Dr Chou, who is professor of medicine, Division of General Internal Medicine and Geriatrics, Oregon Health and Science University, Portland, explained that the likelihood of bladder cancer did not change enough with either positive or negative urine biomarker results.

"In persons with an estimated likelihood of 5% for bladder cancer prior to testing (based on symptoms, age, risk factors, etc), a positive result increases the likelihood to 14% to 21%, and a negative result decreases it to 1.5% to 2.5%. In persons with a pretest likelihood of 20%, a positive test increases it from 39% to 56%, and a negative test decreases it to 6.8% to 11%. This means that around 10% of patients who have a negative biomarker test would still have bladder cancer. I think many clinicians would say that that percentage is too high to forego performing cystoscopies," he said.

Because patients who test positive for the presence of urinary biomarkers are routinely referred for cystoscopy, Dr Chou said that screening with biomarkers will not reduce the need for cystoscopies in that population. Furthermore, the researchers found that about half of positive biomarker test results were falsely positive, even among patients in whom the prevalence of bladder cancer was higher.

In an accompanying editorial, Phillip H. Abbosh, MD, PhD, and Elizabeth R. Plimack, MD, both from Fox Chase Cancer Center, Philadelphia, Pennsylvania, said that cost-effectiveness estimates suggest that even for patients with a history of superficial bladder cancer, "cystoscopy only" is the most cost-effective strategy for tumor detection. They also noted that tumors missed on cystoscopy were also missed by urinary biomarkers.

Dr Plimack, who is director or genitourinary clinical research and is associate professor in the Department of Hematology/Oncology, told Medscape Medical News, "If a urine-based test were available that would identify new or recurrent superficial lesions and allow providers to avoid in-office cystoscopy in patients testing negatively, a cost savings might be realized. In addition, many patients might be spared from a procedure that can sometimes be associated with discomfort, urinary tract infections, urethral strictures, and, rarely, hospitalization. In their current state, the tests are not exempting clinicians from other procedures."

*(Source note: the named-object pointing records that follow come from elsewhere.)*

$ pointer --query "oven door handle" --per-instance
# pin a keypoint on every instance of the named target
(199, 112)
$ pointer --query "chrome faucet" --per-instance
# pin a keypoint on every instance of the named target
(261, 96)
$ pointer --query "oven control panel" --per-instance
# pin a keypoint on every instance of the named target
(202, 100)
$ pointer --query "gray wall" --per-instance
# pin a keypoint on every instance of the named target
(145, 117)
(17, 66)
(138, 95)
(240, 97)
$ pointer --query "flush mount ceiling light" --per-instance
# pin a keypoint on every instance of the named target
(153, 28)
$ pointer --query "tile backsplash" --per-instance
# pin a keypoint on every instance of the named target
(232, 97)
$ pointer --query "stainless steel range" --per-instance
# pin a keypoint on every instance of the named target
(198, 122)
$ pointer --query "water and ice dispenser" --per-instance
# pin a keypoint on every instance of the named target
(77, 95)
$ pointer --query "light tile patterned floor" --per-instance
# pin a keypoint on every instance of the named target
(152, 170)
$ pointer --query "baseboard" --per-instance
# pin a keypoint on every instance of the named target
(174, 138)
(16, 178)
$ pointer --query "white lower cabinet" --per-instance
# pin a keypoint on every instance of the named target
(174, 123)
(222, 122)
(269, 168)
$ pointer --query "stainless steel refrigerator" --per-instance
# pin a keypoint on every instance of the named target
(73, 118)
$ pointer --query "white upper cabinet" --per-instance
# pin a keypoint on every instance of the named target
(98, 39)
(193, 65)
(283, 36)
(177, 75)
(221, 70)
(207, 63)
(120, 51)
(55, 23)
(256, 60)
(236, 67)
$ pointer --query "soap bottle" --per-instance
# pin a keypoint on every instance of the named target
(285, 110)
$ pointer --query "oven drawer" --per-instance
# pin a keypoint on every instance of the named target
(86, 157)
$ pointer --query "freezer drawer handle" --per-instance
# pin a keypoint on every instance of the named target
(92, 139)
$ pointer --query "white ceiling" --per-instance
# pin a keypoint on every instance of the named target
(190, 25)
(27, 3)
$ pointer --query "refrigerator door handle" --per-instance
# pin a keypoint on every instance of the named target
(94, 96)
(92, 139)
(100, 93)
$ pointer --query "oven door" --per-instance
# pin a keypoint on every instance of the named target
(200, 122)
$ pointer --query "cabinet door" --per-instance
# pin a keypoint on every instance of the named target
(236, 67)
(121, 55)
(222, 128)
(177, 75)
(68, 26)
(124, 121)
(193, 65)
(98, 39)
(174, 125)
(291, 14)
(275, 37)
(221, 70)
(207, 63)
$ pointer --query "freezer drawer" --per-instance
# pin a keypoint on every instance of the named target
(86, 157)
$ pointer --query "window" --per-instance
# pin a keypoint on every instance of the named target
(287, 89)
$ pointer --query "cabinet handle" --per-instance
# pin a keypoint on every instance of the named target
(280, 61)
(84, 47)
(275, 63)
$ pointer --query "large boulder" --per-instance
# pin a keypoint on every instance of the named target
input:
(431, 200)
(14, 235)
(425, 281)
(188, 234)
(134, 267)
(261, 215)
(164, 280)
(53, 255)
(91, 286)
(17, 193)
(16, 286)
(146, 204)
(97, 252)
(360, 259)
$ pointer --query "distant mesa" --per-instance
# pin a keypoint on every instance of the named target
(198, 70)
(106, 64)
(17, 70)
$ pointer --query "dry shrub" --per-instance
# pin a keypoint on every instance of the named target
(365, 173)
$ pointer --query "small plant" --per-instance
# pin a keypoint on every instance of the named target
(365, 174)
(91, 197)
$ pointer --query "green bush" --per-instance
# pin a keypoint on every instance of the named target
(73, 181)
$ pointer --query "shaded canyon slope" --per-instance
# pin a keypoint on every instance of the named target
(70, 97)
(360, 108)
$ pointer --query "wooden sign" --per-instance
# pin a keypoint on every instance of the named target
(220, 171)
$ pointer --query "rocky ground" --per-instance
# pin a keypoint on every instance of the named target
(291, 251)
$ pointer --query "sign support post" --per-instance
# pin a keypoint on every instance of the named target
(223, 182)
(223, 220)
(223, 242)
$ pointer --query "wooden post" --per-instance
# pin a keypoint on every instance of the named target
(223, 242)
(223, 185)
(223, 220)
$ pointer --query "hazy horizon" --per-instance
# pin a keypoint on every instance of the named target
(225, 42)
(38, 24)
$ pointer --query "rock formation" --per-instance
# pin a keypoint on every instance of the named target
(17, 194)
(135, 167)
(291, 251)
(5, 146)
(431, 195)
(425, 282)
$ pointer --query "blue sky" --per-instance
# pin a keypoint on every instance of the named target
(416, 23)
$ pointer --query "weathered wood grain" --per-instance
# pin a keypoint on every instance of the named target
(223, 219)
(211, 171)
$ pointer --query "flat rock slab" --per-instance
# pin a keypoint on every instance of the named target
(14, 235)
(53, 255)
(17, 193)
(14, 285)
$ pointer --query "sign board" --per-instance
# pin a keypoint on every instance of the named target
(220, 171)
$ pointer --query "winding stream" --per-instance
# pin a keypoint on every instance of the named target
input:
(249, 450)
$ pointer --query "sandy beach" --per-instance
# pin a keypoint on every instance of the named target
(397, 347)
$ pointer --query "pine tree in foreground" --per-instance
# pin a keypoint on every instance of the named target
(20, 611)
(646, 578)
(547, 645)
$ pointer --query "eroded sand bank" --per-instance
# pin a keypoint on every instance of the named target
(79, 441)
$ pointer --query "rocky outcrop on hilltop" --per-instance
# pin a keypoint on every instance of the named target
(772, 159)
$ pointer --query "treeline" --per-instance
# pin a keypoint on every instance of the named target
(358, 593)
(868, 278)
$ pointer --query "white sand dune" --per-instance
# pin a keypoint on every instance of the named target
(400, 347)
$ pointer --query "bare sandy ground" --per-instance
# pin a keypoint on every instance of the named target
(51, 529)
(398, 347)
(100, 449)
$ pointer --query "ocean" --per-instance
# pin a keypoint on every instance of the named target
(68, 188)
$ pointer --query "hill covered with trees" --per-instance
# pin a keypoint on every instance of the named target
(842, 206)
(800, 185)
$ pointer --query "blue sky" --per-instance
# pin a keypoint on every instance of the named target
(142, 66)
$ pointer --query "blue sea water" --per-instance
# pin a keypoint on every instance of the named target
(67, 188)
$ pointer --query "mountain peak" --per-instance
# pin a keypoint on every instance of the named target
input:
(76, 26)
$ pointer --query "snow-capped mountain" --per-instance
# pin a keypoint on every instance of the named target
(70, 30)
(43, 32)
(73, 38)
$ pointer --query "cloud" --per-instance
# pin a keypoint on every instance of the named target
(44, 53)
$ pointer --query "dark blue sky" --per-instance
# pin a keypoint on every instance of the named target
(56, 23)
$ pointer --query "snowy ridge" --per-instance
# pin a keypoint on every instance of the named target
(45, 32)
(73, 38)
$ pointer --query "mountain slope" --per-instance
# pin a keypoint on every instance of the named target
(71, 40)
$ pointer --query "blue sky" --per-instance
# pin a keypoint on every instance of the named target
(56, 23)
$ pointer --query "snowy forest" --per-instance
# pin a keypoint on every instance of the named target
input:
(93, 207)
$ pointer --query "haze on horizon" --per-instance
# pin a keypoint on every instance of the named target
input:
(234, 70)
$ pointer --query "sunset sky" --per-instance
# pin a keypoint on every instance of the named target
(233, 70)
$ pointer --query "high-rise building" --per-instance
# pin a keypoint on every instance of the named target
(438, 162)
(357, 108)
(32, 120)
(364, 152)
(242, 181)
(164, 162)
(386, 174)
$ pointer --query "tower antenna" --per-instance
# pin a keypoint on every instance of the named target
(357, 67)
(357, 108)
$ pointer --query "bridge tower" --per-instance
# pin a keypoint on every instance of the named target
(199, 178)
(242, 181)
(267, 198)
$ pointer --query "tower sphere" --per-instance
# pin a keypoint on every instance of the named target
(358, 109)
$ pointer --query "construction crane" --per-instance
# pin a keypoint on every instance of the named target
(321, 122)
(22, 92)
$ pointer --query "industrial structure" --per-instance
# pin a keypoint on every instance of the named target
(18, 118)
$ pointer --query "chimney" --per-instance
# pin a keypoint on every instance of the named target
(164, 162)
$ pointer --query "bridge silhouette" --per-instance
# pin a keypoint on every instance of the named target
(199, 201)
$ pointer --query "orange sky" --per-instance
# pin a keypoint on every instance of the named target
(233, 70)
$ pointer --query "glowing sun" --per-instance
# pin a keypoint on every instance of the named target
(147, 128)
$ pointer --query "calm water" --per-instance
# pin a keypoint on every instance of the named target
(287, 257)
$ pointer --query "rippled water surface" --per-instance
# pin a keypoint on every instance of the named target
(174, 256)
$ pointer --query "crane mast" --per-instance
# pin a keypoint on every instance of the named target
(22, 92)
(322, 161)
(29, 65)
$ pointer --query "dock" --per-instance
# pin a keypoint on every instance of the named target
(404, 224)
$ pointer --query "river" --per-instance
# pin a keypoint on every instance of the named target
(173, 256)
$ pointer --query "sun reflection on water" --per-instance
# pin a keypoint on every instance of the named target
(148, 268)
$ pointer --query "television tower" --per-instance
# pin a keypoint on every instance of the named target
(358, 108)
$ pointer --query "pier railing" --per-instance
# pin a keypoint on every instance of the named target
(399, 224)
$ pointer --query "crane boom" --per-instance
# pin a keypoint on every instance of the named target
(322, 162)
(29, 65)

Diagnostic sensitivity for bladder cancer ranged from 0.57 to 0.82; specificity ranged from 0.74 to 0.88. Sensitivity increased with higher tumor stage or grade. With some biomarkers, sensitivity was higher for initial diagnosis of bladder cancer than for diagnosis of recurrence. Dr Chou said that before a biomarker could be considered a candidate for replacing standard methods, he would like to see sensitivity and specificity be greater 90% and, ideally, close to 100%, especially with regard to sensitivity.

Quantitative NMP22 and qualitative BTA were similarly accurate in head-to-head comparisons. There were few head-to-head studies of other biomarkers.

Dr Chou suggested that urinary biomarkers might be helpful as an adjunct to standard surveillance to help determine the patients in whom there is a high likelihood for recurrence, even with a negative cystoscopy result, and that they might be helpful in situations in which the cytology results are equivocal.

"There are questions about whether biomarkers can be used to predict response to different types of therapy, predict prognosis, or predict recurrence, and more research seems to be warranted in those areas," Dr Chou added.

Better biomarkers might be on the horizon. Dr Plimack said that tests now under development that incorporate FGFR3 hot-spot mutations (which are present in the majority of superficial bladder cancers), that detect both FGFR3 point mutations and CpG island hypermethylation, or that detect more than one type of cancer-specific alteration (eg, immunohistochemistry plus point mutation or mRNA alterations) might increase sensitivity without compromising specificity.

The study authors, Dr Abbosh, and Dr Plimack have disclosed no relevant financial relationships.

Ann Intern Med. Published online October 27, 2015.